An LC–MS method is described here using a mixed-mode column featuring reversed phase and cation exchange retention mechanisms providing sufficient retention and resolution for all analytes in 6 min. The MSQ Plus mass spectrometric detector was operated in selected ion monitoring (SIM) mode to ensure sensitive and selective subppb level detection.



This study was performed on a Dionex UltiMate 3000 LC system. The separation was achieved on an Acclaim Trinity P1 column (2.1 × 100 mm, 3 µm) operated at 20 °C. The isocratic mobile phase used for the separation was composed of 90% CH3CN, 7% DI water, and 3% ammonium formate buffer (pH 3.7, 100 mM) with a flow-rate of 0.5 mL/min. A 20 µL aliquot of each sample was injected for analysis.

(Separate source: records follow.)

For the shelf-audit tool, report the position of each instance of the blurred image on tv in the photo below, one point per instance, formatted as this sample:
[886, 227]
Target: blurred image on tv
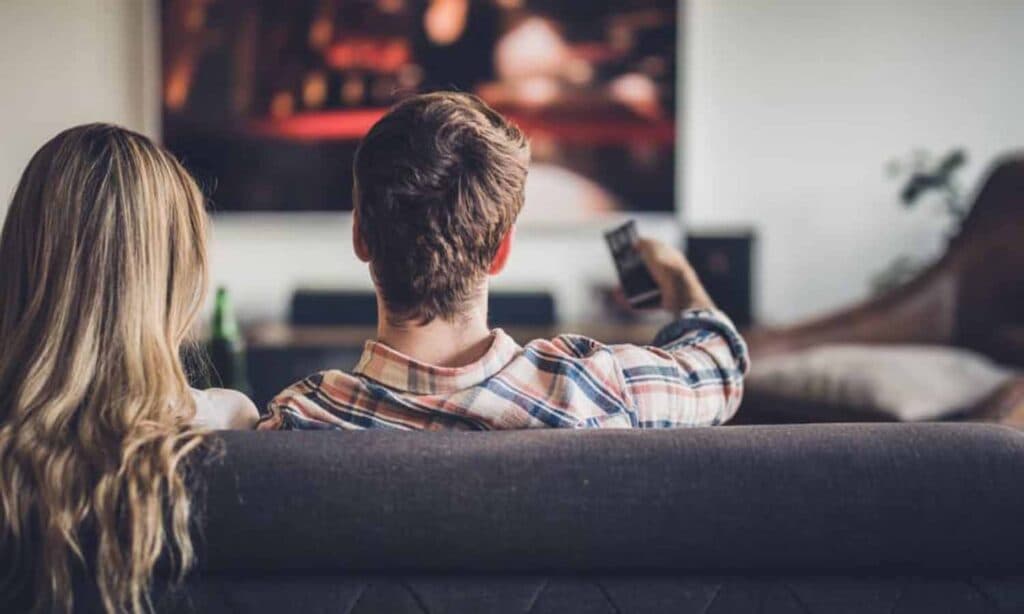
[265, 100]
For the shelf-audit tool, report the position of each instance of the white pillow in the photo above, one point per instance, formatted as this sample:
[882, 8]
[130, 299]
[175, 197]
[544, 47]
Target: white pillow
[906, 383]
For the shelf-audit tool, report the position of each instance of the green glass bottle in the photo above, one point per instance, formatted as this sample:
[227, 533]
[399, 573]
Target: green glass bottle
[226, 348]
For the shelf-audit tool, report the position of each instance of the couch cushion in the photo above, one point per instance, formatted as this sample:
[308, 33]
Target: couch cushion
[812, 496]
[904, 383]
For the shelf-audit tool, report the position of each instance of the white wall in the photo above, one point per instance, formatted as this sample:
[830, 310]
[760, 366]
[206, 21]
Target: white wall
[795, 106]
[792, 110]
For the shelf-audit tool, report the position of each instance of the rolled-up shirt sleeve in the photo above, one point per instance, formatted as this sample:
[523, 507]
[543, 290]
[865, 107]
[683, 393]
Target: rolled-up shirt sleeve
[691, 375]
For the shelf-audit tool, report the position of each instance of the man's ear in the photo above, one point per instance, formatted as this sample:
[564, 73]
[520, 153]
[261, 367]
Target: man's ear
[502, 255]
[358, 244]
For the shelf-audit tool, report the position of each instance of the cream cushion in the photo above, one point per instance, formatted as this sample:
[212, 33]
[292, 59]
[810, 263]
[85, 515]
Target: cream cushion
[905, 383]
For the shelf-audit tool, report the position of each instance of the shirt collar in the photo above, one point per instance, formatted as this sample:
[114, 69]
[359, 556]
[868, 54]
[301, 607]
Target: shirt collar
[398, 371]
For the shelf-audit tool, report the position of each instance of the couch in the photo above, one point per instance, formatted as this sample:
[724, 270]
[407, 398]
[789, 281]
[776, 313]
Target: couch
[886, 519]
[972, 298]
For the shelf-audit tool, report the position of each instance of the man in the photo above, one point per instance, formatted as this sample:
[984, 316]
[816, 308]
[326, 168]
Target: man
[438, 184]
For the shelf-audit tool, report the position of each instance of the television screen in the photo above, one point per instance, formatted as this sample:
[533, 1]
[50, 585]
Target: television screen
[265, 100]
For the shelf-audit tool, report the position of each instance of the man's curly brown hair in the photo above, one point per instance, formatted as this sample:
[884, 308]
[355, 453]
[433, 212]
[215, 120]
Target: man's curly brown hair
[439, 181]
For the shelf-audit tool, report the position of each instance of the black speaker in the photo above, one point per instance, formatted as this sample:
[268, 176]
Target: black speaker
[724, 261]
[348, 308]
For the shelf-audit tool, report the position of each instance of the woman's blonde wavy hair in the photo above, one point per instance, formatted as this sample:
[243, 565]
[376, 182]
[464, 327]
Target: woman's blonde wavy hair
[102, 269]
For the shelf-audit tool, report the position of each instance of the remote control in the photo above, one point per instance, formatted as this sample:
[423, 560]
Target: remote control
[640, 289]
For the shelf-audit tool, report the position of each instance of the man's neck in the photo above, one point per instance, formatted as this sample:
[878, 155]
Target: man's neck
[440, 343]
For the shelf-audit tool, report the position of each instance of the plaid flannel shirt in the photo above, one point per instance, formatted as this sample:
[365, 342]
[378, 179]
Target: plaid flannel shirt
[690, 376]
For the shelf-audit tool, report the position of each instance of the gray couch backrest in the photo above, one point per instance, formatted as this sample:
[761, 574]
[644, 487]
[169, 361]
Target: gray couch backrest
[812, 497]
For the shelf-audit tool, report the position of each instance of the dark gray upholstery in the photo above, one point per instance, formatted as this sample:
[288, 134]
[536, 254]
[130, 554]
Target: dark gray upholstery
[830, 518]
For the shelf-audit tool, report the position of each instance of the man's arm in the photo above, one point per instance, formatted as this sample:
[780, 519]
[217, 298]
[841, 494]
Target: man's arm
[692, 374]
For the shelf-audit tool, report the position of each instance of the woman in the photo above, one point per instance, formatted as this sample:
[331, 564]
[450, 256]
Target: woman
[102, 269]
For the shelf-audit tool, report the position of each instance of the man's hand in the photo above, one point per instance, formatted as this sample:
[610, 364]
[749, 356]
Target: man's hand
[675, 277]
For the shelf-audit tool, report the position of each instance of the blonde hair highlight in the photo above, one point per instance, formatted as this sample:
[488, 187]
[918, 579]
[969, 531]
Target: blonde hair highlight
[103, 270]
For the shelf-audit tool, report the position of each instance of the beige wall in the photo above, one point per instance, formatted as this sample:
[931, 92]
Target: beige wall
[65, 62]
[794, 106]
[792, 110]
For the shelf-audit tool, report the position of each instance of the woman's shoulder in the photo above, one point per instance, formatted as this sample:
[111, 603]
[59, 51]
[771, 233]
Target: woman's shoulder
[223, 408]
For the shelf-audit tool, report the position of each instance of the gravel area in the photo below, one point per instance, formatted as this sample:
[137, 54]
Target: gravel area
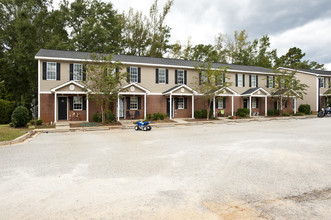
[255, 170]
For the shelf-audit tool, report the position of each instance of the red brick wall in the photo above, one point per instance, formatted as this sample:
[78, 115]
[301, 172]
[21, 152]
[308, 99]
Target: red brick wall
[47, 107]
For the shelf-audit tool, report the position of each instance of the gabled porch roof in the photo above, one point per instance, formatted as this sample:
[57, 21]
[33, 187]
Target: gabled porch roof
[256, 92]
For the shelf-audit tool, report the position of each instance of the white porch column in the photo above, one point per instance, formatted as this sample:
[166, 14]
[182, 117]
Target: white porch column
[214, 106]
[193, 106]
[145, 106]
[55, 106]
[232, 106]
[118, 108]
[265, 106]
[87, 108]
[250, 106]
[170, 106]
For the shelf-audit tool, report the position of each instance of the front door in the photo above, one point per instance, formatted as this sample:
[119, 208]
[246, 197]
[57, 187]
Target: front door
[245, 103]
[62, 108]
[121, 108]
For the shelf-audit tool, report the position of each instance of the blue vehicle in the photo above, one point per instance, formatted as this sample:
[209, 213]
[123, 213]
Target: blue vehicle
[144, 126]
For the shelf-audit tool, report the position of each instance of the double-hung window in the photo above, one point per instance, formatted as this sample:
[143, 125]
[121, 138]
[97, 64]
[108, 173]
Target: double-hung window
[51, 71]
[180, 103]
[78, 72]
[253, 81]
[270, 82]
[133, 103]
[162, 76]
[78, 103]
[180, 76]
[253, 102]
[133, 74]
[240, 80]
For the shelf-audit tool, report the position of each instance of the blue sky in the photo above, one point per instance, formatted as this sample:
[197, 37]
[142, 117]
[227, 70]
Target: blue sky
[289, 23]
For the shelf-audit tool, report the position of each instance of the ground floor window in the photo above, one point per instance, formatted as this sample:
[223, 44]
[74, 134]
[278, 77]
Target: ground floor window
[78, 102]
[133, 103]
[181, 103]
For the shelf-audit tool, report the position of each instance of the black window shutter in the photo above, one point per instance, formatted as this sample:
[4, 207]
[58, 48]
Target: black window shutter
[58, 71]
[71, 103]
[257, 80]
[139, 102]
[128, 76]
[156, 75]
[71, 71]
[84, 72]
[257, 102]
[175, 76]
[84, 103]
[185, 77]
[167, 76]
[236, 80]
[128, 103]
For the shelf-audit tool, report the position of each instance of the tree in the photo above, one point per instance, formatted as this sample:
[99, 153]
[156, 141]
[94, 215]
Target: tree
[104, 80]
[286, 87]
[293, 59]
[210, 81]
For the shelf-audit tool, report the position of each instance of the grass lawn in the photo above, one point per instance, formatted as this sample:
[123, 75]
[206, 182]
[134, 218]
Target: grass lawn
[8, 133]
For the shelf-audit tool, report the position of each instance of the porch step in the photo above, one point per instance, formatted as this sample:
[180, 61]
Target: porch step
[62, 125]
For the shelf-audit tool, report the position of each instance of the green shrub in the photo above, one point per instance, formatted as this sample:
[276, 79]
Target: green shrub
[20, 116]
[305, 109]
[110, 117]
[242, 112]
[197, 114]
[6, 110]
[273, 112]
[204, 113]
[97, 117]
[285, 114]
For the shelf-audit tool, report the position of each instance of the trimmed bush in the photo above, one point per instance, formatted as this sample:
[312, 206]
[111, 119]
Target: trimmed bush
[20, 116]
[242, 112]
[110, 117]
[273, 112]
[6, 110]
[97, 117]
[305, 109]
[204, 113]
[197, 114]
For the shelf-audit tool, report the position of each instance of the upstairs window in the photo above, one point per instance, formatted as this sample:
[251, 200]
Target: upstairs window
[78, 103]
[77, 72]
[162, 76]
[133, 74]
[51, 71]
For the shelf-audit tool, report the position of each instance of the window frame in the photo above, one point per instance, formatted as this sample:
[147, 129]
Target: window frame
[180, 102]
[164, 77]
[47, 70]
[77, 76]
[240, 77]
[134, 72]
[180, 72]
[133, 103]
[75, 103]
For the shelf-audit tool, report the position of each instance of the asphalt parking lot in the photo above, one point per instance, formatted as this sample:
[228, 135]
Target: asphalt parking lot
[255, 170]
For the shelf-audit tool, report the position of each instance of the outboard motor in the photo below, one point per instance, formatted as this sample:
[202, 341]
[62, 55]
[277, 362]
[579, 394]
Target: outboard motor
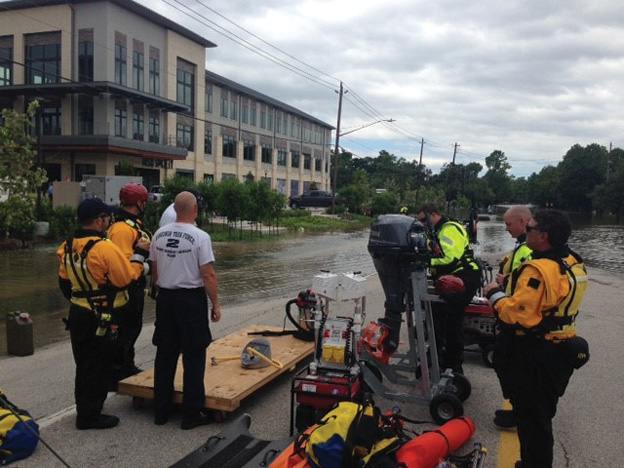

An electrospray ionization (ESI) source was used to couple the LC–MS system, with the needle voltage set at 1000 V and probe temperature set at 500 °C. Nitrogen was used as the nebulizer gas at 80 psi. The MSQ Plus system was operated in positive SIM mode with optimized collision voltages for each of the analyte m/z values: ethanolamine (EA): m/z 62, 30 V; diethanolamine (DEA): m/z 106, 40 V; diethanolamine-d8 (DEA-IS): m/z 114, 40 V; N-methyldiethanolamine (MDEA): m/z 120, 30 V; N-ethyldiethanolamine (EDEA): m/z 134, 35 V; triethanolamine (TEA): m/z 150, 45 V.

Results and Conclusions

As seen in Figure 1, the five target ethanolamines were retained and separated on the Trinity column within 5 min and selectively detected using SIM scans. Sub-ppb analyte levels can be routinely quantified using this method, with Figure 1 showing the chromatograms of a standard containing 1 ppb of each analyte. Excellent coefficient of determination was achieved with R2 greater than 0.99 for each analyte from its detection limit to 100 ppb. Detection limits were defined as the lowest concentration of calibration standard showing a signal-to-noise ratio greater than 5 (1 ppb for ethanolamine, and 0.1 ppb for all other target analytes).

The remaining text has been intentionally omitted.